I would assume that most of the major powers have an "official" language which a significant share of the population throughout their empire can speak reasonably fluently. The further you get from the regional capitals and centers of trade and power, however, the less of that you'll typically see. After 300+ years, most of the core worlds of each empire should have converged toward only moderately different dialects of the official language, and in some cases those could be almost indistinguishable. When you've got mass entertainment in another language, it does affect local speech over time through the incorporation of stray words and phrases, and any planet with a solid HPG connection is going to receive enough communication and mass-viewing content to draw the languages together over time.
Movies and TV programs created for nationwide consumption have unified the language and dialects within the US to a surprising degree just over my lifetime. There's still a noticeable difference, but it's much more subtle now. I can still make fun of them over it, and expect that they'll do the same, no real offense intended or taken.
Note that English gradually drifted away from its largely Germanic origins as it became heavily influenced by more local Gaelic and French cultures as well as Latin, but the drift of both England's English and American English have been fairly similar over time, largely because of the strong cultural interaction between them, and both sharing some of the same outside influences. Basically, pre-Shakespearean "Olde English" is just about as foreign to an Englishman as to an American. Most residents of the two modern cultures can converse normally with those of the other country, aside from a few stray words, or occasional awkward secondary shades of local meaning to an otherwise identical word (example: beyond its application to animal carcasses and pillows, "stuffed" in America also refers to having over-eaten, while in England it takes on the secondary meaning of "pregnant"; aside from a smooth surface, "flat" in America refers to a punctured tire, where in England it's an apartment).

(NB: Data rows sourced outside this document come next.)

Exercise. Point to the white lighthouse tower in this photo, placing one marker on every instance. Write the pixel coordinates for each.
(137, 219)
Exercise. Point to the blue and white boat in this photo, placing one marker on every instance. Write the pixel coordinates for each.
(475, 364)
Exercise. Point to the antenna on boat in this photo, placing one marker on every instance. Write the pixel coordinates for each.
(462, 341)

Most of those instances would be easily understood through context or a brief moment of confusion and an explanation, and most content intended for interplanetary consumption would very likely provide that as a matter of course after the first awkward "incident" or two.
I would expect that the "official" languages spoken within MOST of the major factions of the Inner Sphere (not necessarily as their primary language) would eventually end up about as close as America's, England's, and Australia's versions of English, with the more remote locations drifting to something half-way in between that and whatever the strongest local influence might be. Some, like the FWL, would likely retain much more internal variation than those of House Kurita.